Issues of reliability and dependability. While many workers are naturally reliable and diligent on the job, gig work is, by definition, very impermanent. Gig workers generally prefer keeping their options open and not being tied down to any one employer. As a result, they may not be as serious-minded about their connection to your operation and overall, less likely to show any great commitment to the job. If they decide to go to the beach for the week instead of to work, they know the next gig is easy enough to find and your reference is worth far less than it would be for a former full-time worker seeking their next full-time job.

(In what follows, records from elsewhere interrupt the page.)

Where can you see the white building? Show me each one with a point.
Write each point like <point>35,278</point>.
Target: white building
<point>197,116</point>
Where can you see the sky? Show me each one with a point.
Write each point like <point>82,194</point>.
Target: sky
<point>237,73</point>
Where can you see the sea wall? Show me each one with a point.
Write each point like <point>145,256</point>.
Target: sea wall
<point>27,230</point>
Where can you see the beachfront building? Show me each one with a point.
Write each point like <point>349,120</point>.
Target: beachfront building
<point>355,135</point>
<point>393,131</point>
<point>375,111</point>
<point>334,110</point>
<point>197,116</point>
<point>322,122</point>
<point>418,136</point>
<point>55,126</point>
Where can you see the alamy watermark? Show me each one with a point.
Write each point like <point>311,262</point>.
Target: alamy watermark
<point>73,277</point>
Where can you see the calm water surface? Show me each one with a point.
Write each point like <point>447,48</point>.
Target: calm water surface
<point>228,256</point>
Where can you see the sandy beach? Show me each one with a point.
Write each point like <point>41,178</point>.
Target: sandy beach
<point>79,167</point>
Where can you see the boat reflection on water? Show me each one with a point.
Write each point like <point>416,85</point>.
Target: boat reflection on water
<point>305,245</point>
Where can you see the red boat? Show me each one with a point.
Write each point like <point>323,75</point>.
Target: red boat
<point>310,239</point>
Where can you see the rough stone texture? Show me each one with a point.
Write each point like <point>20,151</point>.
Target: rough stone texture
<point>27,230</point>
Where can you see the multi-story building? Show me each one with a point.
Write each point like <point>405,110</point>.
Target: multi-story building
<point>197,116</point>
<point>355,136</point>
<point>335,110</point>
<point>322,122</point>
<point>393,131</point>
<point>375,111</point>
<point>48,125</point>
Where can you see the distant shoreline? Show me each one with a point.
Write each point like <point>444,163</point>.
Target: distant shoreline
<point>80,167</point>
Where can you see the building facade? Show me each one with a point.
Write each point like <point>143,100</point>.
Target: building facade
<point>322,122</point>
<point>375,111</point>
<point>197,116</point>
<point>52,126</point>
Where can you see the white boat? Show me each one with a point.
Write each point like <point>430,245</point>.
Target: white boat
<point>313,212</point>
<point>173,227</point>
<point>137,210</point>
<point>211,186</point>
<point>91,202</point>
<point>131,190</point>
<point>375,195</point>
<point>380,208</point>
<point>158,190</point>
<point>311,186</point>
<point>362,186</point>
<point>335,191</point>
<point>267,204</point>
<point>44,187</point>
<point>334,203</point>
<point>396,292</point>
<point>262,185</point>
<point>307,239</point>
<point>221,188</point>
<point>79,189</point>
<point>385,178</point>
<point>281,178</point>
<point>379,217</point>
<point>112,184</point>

Higher compliance risks. Employers leveraging freelancers and gig workers are expected to be clear on all the regulations and laws governing independent contractor status in their state and at the federal level. Each state has its own patchwork of regulations. Some require written agreements while others consider gig workers “at-will” contractors. The tax reporting implications are often quite different for independent contractors, freelancers and gig workers and it is important for the employer to be compliant with the laws in their business locations. Failure to act in compliance with these rules can subject an employer to penalties and so forth. Plus, the laws governing gig workers are still very much in flux as the gig economy is still a relatively new phenomenon. So, this can add a layer of risk to the employer.
As with anything else, an employer should carefully weigh the potential benefits and liabilities of any workforce strategy and seek the guidance of experts like nextSource to help determine how best to engage the gig economy as a part of an effective contingent workforce management program.